Er hatte mir gesagt, daß er in Dresden wohne, aber Franzose sei, Graf Saint Germain heiße, und daß er wünsche, da ich hier weder eine eigene, noch eine seinem Range ebenbürtige Familie besitze, die uns eine Hochzeit rüsten könne, sich still mit mir in Dresden zu vermählen. Ich solle vorläufig meinen Contract nicht lösen, sondern, bis er sein Haus eingerichtet und gewisse Hindernisse beseitigt habe, wieder nach Leipzig zurückkehren.

Ich ging in meiner Bezauberung und Willenlosigkeit auf seine Vorschläge ein und reiste mit ihm nach Dresden.

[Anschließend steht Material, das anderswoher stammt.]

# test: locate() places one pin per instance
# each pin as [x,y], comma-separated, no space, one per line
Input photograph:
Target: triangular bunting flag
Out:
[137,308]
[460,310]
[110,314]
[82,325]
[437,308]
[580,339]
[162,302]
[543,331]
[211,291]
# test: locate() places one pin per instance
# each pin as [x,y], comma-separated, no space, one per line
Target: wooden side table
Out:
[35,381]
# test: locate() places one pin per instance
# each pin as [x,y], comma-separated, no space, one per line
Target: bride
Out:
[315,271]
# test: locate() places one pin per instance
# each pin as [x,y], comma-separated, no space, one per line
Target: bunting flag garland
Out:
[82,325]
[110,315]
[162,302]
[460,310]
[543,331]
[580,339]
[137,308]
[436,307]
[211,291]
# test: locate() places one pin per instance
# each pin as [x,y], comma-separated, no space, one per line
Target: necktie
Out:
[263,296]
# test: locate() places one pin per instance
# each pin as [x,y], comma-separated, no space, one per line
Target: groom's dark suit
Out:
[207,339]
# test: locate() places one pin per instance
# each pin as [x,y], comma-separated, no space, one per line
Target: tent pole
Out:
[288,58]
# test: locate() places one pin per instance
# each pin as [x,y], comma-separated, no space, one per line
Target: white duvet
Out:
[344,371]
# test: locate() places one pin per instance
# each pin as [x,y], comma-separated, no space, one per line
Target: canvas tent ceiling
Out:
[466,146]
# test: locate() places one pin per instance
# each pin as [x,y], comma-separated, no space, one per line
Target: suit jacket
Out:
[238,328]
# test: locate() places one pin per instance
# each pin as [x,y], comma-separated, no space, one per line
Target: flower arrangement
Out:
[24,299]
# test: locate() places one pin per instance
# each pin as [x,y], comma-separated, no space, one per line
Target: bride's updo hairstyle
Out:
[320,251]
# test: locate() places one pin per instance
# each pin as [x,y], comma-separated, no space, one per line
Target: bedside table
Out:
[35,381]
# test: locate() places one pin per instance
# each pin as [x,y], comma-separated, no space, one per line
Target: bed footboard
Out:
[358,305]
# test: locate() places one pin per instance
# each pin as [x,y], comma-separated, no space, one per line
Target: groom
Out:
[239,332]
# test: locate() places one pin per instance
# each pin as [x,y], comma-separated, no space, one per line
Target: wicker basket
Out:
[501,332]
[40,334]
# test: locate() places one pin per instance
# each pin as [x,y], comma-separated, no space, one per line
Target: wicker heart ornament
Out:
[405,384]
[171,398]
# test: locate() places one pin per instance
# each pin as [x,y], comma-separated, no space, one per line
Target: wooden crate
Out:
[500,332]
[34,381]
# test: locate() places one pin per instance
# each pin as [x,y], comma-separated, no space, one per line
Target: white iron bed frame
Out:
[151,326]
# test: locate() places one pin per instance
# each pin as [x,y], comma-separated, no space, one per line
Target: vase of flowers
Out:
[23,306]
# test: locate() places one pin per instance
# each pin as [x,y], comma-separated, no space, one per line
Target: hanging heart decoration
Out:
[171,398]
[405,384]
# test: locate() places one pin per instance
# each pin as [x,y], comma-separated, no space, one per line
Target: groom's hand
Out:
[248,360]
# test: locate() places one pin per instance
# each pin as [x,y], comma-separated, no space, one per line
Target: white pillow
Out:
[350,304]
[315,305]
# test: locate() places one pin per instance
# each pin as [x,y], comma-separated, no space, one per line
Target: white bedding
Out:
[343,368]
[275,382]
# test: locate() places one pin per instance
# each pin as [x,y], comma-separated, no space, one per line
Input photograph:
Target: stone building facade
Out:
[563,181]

Wir kamen gegen Abend an und stiegen vor einem düsteren Hause der Vorstadt ab. Pierre, sein französischer Kammerdiener, den ich schon früher mit ihm in Leipzig gesehen hatte, empfing uns. Wir fanden in einem großen Zimmer mit weißgetünchten Wänden einen blumengeschmückten Altar, aus dem reiche Armleuchter mit brennenden Kerzen standen, Vorkehrungen, die, obwohl sie mir nicht unerwartet kommen konnten, mich mit plötzlicher Angst erfüllten.

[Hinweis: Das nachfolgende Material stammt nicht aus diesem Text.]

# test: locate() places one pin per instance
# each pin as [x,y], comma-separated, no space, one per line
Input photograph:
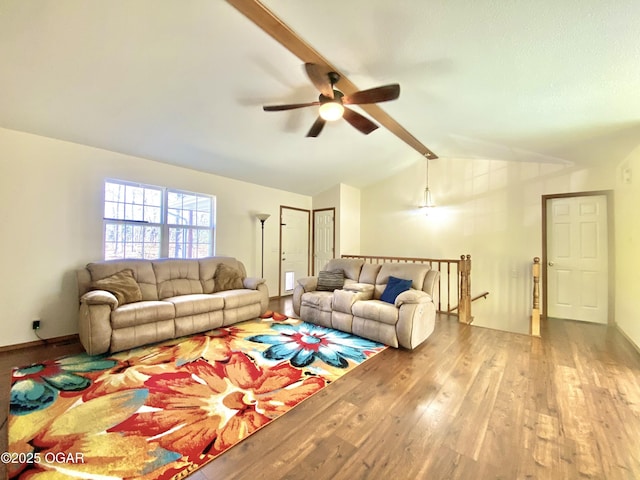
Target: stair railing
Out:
[454,281]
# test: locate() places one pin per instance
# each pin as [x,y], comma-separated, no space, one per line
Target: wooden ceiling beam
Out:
[264,18]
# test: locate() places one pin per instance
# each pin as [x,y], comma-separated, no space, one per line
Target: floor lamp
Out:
[263,218]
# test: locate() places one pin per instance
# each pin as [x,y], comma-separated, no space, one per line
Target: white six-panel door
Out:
[577,258]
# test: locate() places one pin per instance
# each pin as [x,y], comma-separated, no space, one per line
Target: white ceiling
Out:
[183,82]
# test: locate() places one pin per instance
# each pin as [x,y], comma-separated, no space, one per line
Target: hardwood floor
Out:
[469,403]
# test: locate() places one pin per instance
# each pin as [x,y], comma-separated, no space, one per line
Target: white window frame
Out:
[163,226]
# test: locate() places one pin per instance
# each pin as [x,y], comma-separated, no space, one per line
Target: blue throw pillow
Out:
[395,287]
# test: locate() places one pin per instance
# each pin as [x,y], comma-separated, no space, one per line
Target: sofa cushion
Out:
[209,265]
[395,286]
[140,313]
[330,281]
[177,277]
[414,271]
[369,273]
[350,266]
[318,300]
[376,310]
[186,305]
[227,278]
[142,272]
[239,298]
[122,285]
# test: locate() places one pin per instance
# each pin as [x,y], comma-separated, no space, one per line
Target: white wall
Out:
[627,199]
[346,200]
[487,208]
[51,217]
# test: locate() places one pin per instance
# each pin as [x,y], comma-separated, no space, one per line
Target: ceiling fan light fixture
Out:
[331,111]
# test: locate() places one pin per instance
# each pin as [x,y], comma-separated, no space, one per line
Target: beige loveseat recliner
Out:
[171,298]
[357,308]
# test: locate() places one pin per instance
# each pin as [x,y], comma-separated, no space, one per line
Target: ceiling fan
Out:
[333,102]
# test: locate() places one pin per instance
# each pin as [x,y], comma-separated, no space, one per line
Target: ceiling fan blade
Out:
[291,106]
[360,122]
[319,76]
[373,95]
[317,127]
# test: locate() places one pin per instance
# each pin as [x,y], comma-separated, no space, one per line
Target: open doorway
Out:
[324,237]
[578,256]
[294,247]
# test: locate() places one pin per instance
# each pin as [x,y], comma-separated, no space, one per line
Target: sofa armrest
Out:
[308,284]
[100,297]
[366,289]
[252,282]
[412,296]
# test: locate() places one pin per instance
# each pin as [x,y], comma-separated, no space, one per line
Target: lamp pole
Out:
[263,218]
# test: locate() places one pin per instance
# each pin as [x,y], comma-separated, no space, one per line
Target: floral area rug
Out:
[166,410]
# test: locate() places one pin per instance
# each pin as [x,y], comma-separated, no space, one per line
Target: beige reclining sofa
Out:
[128,303]
[358,306]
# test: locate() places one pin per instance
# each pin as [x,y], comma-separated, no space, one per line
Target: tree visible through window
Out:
[144,221]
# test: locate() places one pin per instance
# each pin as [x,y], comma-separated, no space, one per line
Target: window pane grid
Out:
[189,242]
[125,240]
[135,225]
[132,202]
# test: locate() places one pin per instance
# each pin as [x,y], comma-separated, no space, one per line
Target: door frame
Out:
[610,248]
[313,235]
[282,207]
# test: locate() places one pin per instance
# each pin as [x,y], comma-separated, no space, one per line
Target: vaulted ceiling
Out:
[183,82]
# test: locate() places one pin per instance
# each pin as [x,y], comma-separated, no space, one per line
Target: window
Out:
[144,221]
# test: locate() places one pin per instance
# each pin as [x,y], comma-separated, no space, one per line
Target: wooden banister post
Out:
[535,311]
[464,303]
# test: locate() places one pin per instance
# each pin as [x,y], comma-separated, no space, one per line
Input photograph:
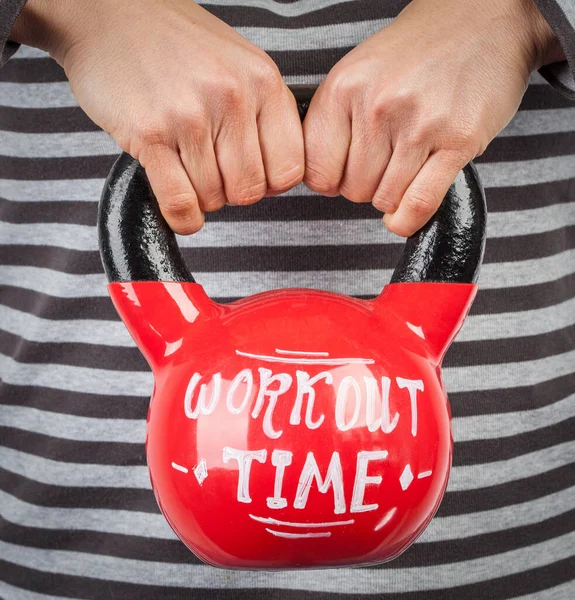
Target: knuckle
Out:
[268,75]
[212,201]
[248,192]
[402,230]
[355,193]
[319,181]
[419,204]
[232,92]
[182,213]
[287,178]
[178,205]
[384,203]
[151,134]
[342,82]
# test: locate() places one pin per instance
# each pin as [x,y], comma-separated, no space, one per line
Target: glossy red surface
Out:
[296,428]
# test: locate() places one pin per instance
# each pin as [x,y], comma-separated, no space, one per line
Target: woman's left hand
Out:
[398,117]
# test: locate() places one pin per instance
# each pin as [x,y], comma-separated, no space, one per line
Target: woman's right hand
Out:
[204,110]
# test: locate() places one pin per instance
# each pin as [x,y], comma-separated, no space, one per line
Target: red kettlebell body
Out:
[296,427]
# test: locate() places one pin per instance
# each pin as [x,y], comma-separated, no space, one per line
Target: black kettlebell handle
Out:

Der Graf führte mich in ein anstoßendes Cabinet, wo ich meine Toilette ordnete; der Brautkranz lag für mich bereit.

Als ich in das große Zimmer zurückkehrte, standen ein Geistlicher am Altar und zwei würdige, mir fremde Herren als Zeugen bereit. Die heilige Ceremonie begann sogleich; ich ward dem Grafen angetraut und fand, trotz innersten Widerstrebend auch hier, in der letzten Minute, nur das von mir verlangte Ja!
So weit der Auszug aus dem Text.